Italian Round Steak
Warm and flavorful, tomatoes really make this dish and help tenderize the steaks. We like to serve it over potatoes, rice or noodles.
Makes 8 servings.
2 pounds beef round steak, ½ -inch thick, cut into 8 serving pieces
2 beef bouillon cubes
1 28-ounce can whole tomatoes, drain and reserve liquid
1 ¼ cup liquid (reserved tomato liquid plus enough hot water to make 1 ¼ cups)
1 cup chopped onion
1 garlic clove, finely cut
1 teaspoon salt
½ teaspoon pepper
½ teaspoon oregano
1 ½ teaspoon worcestershire sauce
¼ cup cornstarch
¼ cup cold water
Place steak pieces in pot. In a small bowl, dissolve bouillon cubes in reserved tomato liquid/hot water.

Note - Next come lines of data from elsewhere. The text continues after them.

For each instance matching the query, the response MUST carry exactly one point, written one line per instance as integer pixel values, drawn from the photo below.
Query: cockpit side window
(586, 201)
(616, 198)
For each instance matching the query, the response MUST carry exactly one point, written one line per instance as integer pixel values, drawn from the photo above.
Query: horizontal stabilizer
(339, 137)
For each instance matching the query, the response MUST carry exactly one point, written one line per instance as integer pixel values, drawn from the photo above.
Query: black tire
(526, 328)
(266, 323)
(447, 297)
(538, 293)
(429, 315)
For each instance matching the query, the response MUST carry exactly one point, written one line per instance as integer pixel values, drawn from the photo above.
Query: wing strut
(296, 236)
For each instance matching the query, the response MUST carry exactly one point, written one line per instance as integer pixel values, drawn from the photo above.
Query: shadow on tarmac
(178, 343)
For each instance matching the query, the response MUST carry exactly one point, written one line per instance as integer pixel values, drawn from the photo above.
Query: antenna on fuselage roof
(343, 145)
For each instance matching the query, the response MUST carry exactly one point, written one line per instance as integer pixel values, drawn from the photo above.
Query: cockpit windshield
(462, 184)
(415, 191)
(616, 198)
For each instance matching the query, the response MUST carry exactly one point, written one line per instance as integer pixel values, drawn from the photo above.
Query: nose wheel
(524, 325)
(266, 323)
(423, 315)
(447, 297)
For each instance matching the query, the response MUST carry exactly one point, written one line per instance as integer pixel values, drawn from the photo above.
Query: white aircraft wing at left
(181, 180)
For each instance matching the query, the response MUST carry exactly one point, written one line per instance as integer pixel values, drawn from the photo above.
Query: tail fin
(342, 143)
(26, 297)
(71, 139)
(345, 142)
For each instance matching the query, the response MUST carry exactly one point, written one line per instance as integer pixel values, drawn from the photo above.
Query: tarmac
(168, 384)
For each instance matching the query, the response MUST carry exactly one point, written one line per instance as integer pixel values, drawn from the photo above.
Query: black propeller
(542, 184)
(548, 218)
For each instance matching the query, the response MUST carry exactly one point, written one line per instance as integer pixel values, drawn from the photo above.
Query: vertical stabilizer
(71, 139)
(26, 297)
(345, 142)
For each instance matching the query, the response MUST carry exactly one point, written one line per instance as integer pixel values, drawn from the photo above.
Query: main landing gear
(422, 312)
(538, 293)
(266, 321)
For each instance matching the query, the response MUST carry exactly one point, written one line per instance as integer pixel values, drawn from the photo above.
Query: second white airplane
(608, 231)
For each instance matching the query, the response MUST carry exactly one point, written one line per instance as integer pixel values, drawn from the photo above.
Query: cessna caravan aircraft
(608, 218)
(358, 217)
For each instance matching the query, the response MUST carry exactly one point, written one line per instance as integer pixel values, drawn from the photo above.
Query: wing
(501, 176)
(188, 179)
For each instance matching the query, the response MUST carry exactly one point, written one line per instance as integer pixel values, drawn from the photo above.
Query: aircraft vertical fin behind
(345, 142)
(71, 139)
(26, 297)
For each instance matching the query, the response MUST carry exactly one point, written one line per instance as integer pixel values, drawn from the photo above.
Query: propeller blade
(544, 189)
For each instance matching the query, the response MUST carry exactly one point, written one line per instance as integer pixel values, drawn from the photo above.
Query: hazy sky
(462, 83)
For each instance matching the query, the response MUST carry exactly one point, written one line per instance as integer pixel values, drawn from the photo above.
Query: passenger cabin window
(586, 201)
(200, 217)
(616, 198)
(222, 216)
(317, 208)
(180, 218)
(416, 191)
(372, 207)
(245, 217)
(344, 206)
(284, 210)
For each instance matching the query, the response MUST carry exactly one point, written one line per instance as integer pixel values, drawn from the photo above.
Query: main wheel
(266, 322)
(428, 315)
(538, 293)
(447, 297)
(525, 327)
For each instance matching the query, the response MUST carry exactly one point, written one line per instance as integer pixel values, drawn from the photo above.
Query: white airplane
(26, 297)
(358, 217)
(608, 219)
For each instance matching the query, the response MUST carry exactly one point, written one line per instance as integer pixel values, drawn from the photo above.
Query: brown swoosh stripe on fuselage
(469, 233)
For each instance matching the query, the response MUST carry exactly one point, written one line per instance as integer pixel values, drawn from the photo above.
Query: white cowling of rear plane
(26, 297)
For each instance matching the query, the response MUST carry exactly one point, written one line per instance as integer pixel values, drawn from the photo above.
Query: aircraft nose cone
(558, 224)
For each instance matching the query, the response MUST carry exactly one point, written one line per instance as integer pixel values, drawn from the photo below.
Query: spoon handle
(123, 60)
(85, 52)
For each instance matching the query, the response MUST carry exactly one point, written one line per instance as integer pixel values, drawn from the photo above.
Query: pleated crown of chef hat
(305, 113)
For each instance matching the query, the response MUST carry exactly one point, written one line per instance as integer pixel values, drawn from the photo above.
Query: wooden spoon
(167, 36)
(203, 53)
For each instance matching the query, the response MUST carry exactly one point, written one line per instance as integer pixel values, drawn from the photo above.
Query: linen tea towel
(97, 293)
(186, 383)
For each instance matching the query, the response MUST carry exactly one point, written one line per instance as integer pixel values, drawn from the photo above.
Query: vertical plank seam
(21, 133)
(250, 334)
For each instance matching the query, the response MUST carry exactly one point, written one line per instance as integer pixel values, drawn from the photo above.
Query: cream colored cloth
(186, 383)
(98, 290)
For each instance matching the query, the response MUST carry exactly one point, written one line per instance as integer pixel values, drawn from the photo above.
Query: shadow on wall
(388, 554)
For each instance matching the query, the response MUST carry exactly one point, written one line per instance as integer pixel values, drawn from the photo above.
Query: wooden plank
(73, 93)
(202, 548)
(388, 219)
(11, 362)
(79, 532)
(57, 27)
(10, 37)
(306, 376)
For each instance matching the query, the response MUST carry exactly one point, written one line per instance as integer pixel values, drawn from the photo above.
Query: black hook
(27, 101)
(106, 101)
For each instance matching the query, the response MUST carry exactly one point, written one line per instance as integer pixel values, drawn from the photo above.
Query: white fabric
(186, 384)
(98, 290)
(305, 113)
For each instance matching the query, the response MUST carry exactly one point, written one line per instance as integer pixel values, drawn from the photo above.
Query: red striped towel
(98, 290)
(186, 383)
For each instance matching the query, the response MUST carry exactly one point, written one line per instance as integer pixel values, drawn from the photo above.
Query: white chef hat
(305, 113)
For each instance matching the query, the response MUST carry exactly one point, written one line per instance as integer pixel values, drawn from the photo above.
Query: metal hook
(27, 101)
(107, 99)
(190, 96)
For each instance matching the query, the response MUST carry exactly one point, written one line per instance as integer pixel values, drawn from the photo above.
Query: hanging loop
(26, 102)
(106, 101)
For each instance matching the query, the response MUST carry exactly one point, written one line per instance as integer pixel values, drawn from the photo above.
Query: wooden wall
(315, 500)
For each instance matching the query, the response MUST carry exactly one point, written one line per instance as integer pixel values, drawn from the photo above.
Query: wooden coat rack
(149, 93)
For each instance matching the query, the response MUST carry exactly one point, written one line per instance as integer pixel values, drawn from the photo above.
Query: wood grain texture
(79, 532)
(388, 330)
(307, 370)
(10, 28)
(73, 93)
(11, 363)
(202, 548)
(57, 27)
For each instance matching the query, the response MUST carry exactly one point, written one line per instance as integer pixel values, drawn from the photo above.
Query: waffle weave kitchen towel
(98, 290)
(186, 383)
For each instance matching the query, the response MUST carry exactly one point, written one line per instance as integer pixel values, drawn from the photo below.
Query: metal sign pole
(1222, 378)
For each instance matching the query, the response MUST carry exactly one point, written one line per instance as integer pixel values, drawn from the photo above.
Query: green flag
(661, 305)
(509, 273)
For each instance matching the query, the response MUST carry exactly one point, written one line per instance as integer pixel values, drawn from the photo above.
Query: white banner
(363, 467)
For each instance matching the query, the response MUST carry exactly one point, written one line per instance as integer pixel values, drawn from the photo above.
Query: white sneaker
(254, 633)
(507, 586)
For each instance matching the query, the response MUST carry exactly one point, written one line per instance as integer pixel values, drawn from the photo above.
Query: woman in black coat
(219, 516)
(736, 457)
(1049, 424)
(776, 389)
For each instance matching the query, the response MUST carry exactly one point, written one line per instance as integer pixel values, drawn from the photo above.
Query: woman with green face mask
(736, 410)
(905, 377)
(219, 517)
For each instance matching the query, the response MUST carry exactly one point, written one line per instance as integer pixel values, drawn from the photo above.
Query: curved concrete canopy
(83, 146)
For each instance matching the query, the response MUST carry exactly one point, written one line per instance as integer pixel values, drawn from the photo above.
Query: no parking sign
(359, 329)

In a small bowl, combine tomatoes, onion, garlic, salt, pepper, oregano and Worcestershire sauce. Pour over steak. Add bouillon-liquid mixture.
Cover pot and place on base. Heat at Setting #3 ½ for 8 to 9 hours. To thicken liquid, increase heat to Setting #5, 15 minutes before serving. In a small bowl, combine cornstarch and water. Stir into hot liquid and thicken. Keep warm for serving at Setting #2.